Adorned in ill-fitting, smelly, boys size body armed, I lined up like an ancient knight for my ‘initiation’. After negotiating a set of stairs and a rock garden on my armchair of a bike, I earned my stripes and was set loose on the hill. Well, kind of. First I had to complete a guided run down the mountain, which was probably a good thing – without the encouragement, confidence and advice of the friendly tour guide, I might very well have taken the first chairlift back down the mountain.

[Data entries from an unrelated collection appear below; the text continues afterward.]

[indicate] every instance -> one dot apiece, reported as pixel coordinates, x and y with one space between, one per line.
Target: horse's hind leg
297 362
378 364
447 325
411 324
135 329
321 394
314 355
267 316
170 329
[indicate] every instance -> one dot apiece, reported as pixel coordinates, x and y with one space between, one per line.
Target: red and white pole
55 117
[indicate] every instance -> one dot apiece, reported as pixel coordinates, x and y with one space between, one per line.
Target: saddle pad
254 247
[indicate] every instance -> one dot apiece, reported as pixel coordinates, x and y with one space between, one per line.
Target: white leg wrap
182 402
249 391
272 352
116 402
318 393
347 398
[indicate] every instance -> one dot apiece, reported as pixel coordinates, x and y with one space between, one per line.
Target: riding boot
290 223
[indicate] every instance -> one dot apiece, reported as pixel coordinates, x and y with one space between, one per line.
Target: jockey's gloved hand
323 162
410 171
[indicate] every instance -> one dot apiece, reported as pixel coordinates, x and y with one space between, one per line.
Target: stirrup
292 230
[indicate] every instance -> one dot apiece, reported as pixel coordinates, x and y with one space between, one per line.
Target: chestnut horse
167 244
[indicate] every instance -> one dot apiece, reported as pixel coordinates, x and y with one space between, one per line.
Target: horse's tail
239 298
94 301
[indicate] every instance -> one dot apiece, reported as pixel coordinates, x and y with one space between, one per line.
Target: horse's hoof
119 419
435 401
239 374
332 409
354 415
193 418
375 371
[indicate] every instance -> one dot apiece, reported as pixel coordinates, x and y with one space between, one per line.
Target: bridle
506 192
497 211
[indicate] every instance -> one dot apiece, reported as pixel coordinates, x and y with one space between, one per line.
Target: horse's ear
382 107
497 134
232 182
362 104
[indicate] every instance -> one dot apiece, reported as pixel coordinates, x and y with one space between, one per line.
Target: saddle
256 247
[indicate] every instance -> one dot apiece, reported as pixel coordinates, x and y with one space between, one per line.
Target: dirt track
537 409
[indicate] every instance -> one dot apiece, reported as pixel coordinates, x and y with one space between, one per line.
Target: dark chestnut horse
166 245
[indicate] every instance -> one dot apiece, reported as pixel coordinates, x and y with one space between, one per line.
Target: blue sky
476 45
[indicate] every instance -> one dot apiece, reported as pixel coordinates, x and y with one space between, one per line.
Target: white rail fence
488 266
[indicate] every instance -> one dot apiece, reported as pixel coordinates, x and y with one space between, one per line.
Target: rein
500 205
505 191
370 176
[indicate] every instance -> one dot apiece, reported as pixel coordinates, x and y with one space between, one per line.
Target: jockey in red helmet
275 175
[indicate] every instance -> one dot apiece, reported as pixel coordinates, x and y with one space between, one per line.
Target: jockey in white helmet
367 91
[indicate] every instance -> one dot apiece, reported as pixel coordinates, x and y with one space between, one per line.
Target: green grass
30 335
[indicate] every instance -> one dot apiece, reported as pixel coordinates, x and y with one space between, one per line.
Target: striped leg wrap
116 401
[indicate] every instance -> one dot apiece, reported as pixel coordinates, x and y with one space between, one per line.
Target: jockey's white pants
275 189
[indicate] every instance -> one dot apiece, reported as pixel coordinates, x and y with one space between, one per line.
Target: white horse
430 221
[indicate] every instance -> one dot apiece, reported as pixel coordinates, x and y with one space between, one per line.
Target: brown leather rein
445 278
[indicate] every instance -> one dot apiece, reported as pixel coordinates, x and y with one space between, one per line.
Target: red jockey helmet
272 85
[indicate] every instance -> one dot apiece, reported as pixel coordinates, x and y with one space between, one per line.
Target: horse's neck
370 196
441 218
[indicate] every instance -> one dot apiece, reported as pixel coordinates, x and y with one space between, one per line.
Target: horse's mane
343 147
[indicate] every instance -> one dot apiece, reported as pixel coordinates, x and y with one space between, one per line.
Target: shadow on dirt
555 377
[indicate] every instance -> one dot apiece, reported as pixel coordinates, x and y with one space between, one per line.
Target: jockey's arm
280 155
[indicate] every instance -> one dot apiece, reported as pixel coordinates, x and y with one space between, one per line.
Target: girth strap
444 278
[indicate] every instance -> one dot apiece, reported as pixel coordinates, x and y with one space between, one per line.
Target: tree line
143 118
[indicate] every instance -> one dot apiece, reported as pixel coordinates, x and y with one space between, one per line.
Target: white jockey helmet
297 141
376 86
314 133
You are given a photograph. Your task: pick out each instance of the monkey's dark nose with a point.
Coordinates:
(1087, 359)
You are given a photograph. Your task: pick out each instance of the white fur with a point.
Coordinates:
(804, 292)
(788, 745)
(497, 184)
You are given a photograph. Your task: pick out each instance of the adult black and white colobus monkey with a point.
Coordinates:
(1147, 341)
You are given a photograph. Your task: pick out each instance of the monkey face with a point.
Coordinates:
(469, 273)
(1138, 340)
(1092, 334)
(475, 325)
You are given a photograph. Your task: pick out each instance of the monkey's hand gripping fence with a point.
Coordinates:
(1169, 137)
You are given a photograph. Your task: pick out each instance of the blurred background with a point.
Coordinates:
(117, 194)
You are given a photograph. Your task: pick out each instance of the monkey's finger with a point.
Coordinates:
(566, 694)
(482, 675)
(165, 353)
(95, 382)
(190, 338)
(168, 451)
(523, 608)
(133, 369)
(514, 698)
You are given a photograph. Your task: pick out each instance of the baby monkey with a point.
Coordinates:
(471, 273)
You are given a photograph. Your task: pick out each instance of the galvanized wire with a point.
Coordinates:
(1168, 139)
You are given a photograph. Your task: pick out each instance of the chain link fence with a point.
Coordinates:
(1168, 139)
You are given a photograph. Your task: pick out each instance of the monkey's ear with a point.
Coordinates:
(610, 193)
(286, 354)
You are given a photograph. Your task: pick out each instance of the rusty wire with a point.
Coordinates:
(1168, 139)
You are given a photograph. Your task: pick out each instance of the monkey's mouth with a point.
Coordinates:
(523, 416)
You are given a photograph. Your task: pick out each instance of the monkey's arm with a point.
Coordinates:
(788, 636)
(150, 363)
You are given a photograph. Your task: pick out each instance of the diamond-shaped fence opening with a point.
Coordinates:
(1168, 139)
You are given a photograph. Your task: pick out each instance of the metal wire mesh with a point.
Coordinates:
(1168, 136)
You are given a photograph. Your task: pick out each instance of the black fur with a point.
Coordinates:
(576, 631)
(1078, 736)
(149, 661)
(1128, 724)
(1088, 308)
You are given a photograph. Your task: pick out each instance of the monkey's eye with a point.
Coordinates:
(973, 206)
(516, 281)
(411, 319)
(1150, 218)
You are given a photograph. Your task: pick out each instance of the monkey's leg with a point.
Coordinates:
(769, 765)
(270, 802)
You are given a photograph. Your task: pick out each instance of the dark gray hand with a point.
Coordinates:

The ride down was incredible, kind of like ‘slip and slide’ for adults: fast, fun and infused with the prospect of completely wiping out. Despite my fears and insecurities I wasn’t the bumbling, bruised and defeated mess I thought I would be when I reached the bottom. I was unscathed, triumphant, and ready to do it all over again – and again, and again. In fact, if it wasn’t for the sweeper ushering us of the hill at the end of the day, we would have kept doing runs.


Emily Jay
Stop 8: Home
A pair of shins full of bruises and a bag full of dirty riding clothes wasn’t the only thing I lugged through my front door at the end of our trip; I also hauled in new found confidence, an even greater love of riding, and plans to upgrade to a bike with a bit more travel. Good times.
P.S. Props to Lewis for getting me to write this shit down, even if it was way too long and detailed. Encouragement like that is what keeps bike scenes, be they fixie or mountain, alive and kicking.